Did you know that you can create labels on bar charts that don’t use the fields in the field wells? You absolutely can!

I did this in the exercise for Workout Wednesday 2023 for Power BI Week 20.

A Power BI report showing small multiple column charts with custom labels on each column.
Power BI report containing a column chart with small multiples that show custom labels on each column.

Notice the label on each column that shows the year and average game length in h:mm format.

These custom labels are available for any bar or column chart – small multiples are not required.

How to add custom labels

The setting for these labels is a little bit hidden. On my column chart, I went to Format Pane, located the Data labels section, and found the Values area. Under Values, there is a toggle for Custom label that must first be enabled before populating the Field below it.

You can drag any field in the fields list into the custom label field. It only accepts one field, so if you want to display multiple values, you’ll need to create a custom column to concatenate values. That is exactly what I did in my example report.

You can control the orientation and position of the labels (mine are set to horizontal and inside base). You can also format the label values and background.

Happy labeling!

10 Comments

  1. Hi Meagan,
    It does not appear to be working on a Line Chart where multiple measures (lines) are being displayed.
    I am using the Series dropdown to identify my measures.
    I have 5 different Series, and for each one I wish to display the Label for an Alternate (but very related) measure. (Reason for doing so is too involved to explain in short message).
    The reality is that my Alternate label is not appearing.
    What is the best way to give feedback on this?

      1. The issue applies to ALL Chart Types. I have since discovered that the problem is where the Custom Data label is BLANK it does not replace the original. In my case, I specifically want to suppress the display with blank. I have a sample pbix model, with minimum data, built just to highlight the issue.

  2. Ted – I’m not sure if you will see this but I am wondering if you have opened a ticket with Microsoft.

    I noticed the same thing as you in Power BI Desktop but then realized that when I publish to the Power BI Service, it sort of works. I say “sort of” because (1) blanks seem to be handled better but I had to fiddle with the label density to get the labels to where I wanted them (not a scalable solution for those of designing for enormous organizations where we can’t predict the filter context), and (2) data formatting didn’t seem to hold in the Power BI Service.

    If you have opened a ticket, I thought this additional information may be helpful (though by this stage you may already know it al!).

    1. Hi Elizabeth,

      I did not open a Ticket with Microsoft on this.
      I was happy to work within the limits of the workaround I created.
      As always the key to creating the workaround was discovering what the underlying problem was.
      I have not yet checked to see if the July Power BI Desktop Update has resolved the problem.

      Ted.

  3. I’ve got a functioning measure created for my custom labels that returns an expected output as a custom label when activated on a stacked bar chart, however, won’t show when I add a small
    multiples category.
    If I add the measure to the tooltips with small multiples in play, I can see it is functioning correctly (the output is what I would expect), but, it just doesn’t seem to show as a custom label with small multiples… any ideas?

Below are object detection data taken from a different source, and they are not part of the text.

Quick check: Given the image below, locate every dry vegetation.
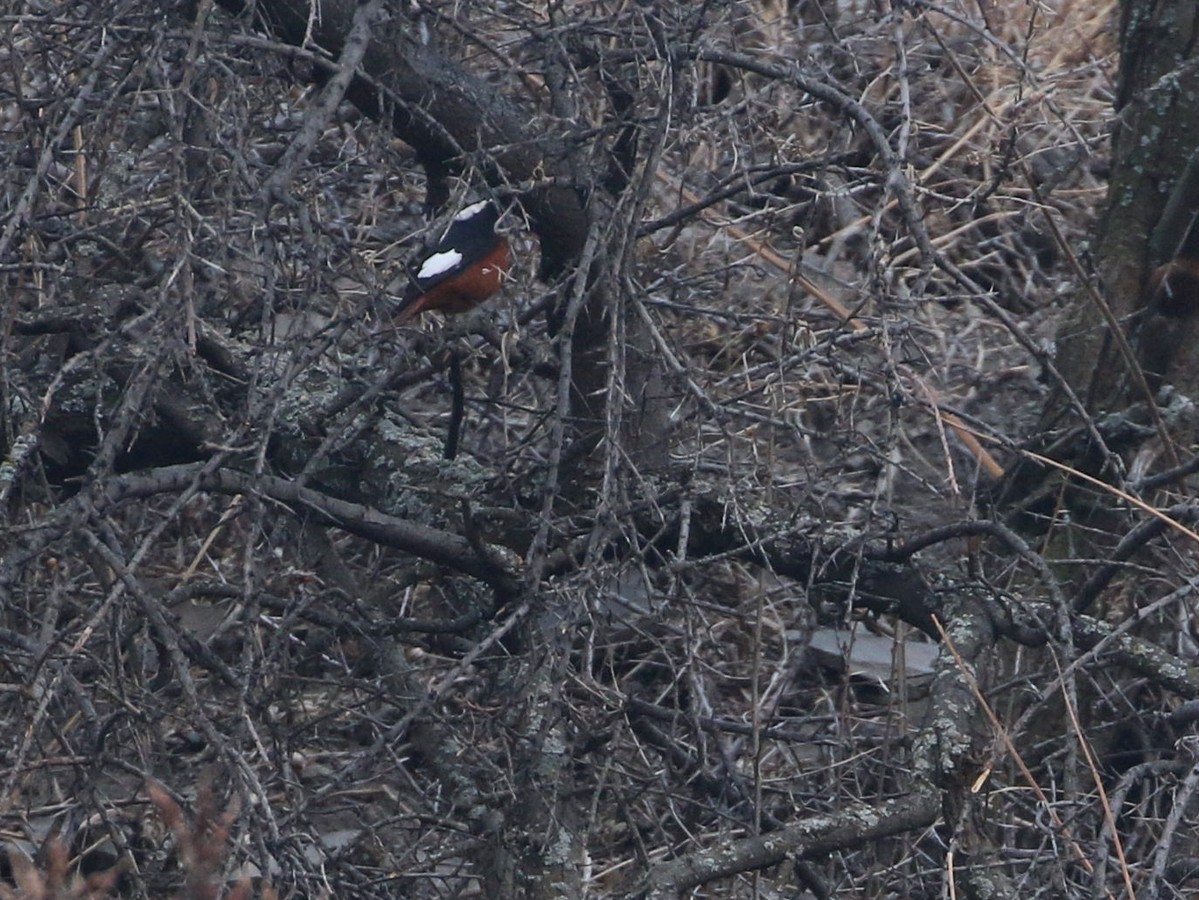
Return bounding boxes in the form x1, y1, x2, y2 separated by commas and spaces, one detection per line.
9, 0, 1189, 898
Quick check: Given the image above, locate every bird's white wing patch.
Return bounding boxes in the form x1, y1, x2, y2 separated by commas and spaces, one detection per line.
453, 200, 487, 222
416, 250, 462, 280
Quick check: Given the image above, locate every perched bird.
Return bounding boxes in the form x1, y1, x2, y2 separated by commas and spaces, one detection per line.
393, 200, 511, 325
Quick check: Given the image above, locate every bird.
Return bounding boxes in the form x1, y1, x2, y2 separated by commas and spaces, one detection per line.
392, 200, 512, 325
1147, 255, 1199, 319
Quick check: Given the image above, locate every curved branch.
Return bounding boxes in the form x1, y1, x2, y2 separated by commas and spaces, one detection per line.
92, 464, 519, 594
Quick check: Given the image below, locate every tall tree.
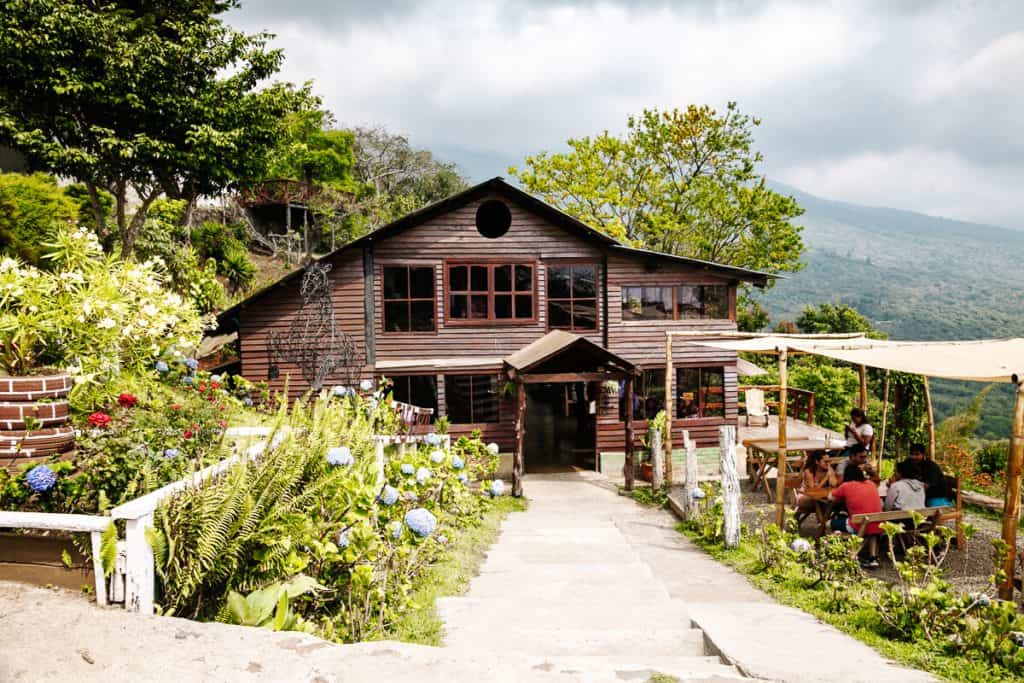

      1. Thanks for the reply.
        I had a quick look at your .pbix file and found that the the issue appears to be when a legend is used with small multiples that the custom labels don’t appear.

        Without a legend, the custom labels appear.
        With a legend in place, the custom labels disappear – even though the custom label values can be placed on the visual as a tooltip and still calculate correctly per the legend category and small multiple category.